Hours went by as Hogeg and other family members tried to reassure the Golans and keep them calm.
“Ellay — who finished medical school and was about to start working as a doctor — texted me that she was utterly afraid. She had never been so scared in her life. I tried to support her in any way I could and told her not to worry, that I was certain that the army was on the way and would be there any second,” Hogeg recounted.
“Then around 1 o’clock, her husband texted me, ‘Pray for us. They are inside. Bring the army. Bring the police. We love you all. Thank you very much.’ That was the last we heard from them,” he said.
The Hogeg family was in shock. They scrambled to contact anyone they could think could help — police, friends who were IDF officers, the media.
After many hours, Hogeg’s mother finally received word that her daughter and family were alive but injured. The family assumed that the Golans had been taken to Soroka Medical Center in Beersheba.
When the Golans arrived at Sheba they were still conscious and able to give hospital staff their identity numbers and Hogeg’s phone number.
“They called me and I rushed over. I never drove so fast in my life,” Hogeg said.
He was received by a social worker in the hospital and taken to see his sister in the emergency ward.
“I saw her for just a few seconds. I pulled back the curtain. I saw an image that I will never forget,” a shaken Hogeg said.
He then ran to see his niece, who was also in critical condition.
“After imagining that Hamas terrorists had murdered my baby niece, I was relieved to see her.

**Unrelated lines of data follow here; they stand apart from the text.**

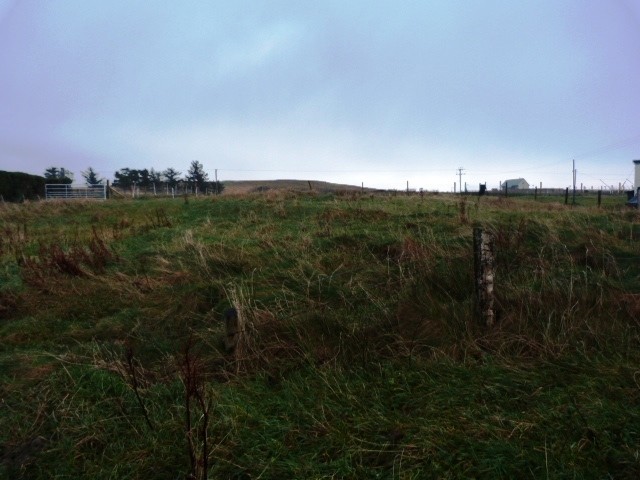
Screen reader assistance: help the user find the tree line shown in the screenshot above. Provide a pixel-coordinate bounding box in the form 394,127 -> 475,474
44,160 -> 224,193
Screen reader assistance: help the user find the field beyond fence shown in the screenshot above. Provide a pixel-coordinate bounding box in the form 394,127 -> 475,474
0,192 -> 640,479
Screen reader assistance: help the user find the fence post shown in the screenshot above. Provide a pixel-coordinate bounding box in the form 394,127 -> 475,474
473,227 -> 495,327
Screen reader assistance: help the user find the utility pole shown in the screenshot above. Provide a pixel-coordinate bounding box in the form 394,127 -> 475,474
573,160 -> 576,205
458,167 -> 466,195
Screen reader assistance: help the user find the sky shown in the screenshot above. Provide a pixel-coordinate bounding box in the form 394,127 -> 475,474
0,0 -> 640,191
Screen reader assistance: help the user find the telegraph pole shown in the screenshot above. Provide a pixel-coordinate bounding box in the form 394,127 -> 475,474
458,167 -> 466,195
573,160 -> 576,205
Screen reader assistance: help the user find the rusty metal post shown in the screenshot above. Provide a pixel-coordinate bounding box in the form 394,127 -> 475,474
473,227 -> 496,327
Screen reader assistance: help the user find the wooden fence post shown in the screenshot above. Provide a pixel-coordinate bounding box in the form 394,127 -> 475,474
473,227 -> 495,327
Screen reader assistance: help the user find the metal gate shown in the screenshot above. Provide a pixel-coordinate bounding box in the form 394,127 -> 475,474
44,184 -> 107,200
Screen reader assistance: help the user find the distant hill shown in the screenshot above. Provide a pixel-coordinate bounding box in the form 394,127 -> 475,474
223,180 -> 370,194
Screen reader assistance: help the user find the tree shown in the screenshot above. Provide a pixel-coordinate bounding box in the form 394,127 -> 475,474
44,167 -> 73,184
187,160 -> 209,190
82,167 -> 103,187
162,168 -> 182,188
113,168 -> 135,188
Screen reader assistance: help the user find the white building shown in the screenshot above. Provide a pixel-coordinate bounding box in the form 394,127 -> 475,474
500,178 -> 529,190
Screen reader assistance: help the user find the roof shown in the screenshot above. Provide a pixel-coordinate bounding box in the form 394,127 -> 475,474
504,178 -> 529,183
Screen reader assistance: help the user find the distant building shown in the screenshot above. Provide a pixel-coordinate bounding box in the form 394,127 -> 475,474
501,178 -> 529,190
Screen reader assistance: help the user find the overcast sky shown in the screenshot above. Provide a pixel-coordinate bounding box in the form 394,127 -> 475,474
0,0 -> 640,191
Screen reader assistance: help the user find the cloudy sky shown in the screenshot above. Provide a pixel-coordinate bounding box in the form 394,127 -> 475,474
0,0 -> 640,191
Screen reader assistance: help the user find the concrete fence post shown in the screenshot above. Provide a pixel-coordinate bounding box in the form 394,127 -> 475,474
473,227 -> 496,327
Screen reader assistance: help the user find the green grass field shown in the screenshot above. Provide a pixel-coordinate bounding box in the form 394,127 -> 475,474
0,190 -> 640,479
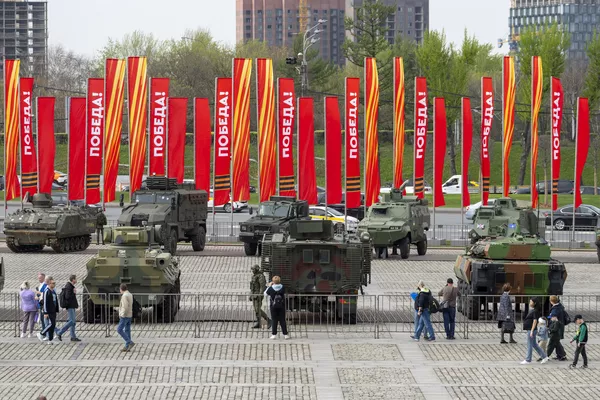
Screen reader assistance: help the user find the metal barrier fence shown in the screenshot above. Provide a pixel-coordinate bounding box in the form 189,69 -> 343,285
0,293 -> 600,339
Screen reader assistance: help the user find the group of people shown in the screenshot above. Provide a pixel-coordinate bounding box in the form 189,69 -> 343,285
20,272 -> 135,352
250,265 -> 290,339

But seeing her as she came in burned alive was really hard,” he said.
Pediatric ICU physician Dr. Reut Kassif told The Times of Israel that Yael came in with extensive burns, but her condition was improving.
“She had second- and third-degree burns on 30 percent of her body surface. She was critically ill and was sedated and intubated, but now she is improving and awake,” Kassif said.
Yael’s grandparents have been by her side the whole time, and now that she is awake, more members of the extended family are with her and hug her.
She, along with another 12 of the most critical pediatric patients, were transferred on October 9 to an underground hospital area at Sheba.
At this point, her parents are faring less well. As Hogeg hopes and prays for their recovery, he wants the world know the truth about what happened on October 7.
“I just want to say that anyone who commits these atrocities are not people who want freedom. These are people who are asking for blood — Jewish blood,” Hogeg said.
He also thinks that something positive might eventually come out of the tragedy that has befallen his family, the south, and the whole country.
“Whatever happens, we are waking up in a different country. It’s not going to be the same Israel. And maybe, just maybe it’s going to be a good thing — a loving Israel, a united Israel,” he said.
Friends of the Golan family have started a crowdsourcing campaign to support their road to recovery.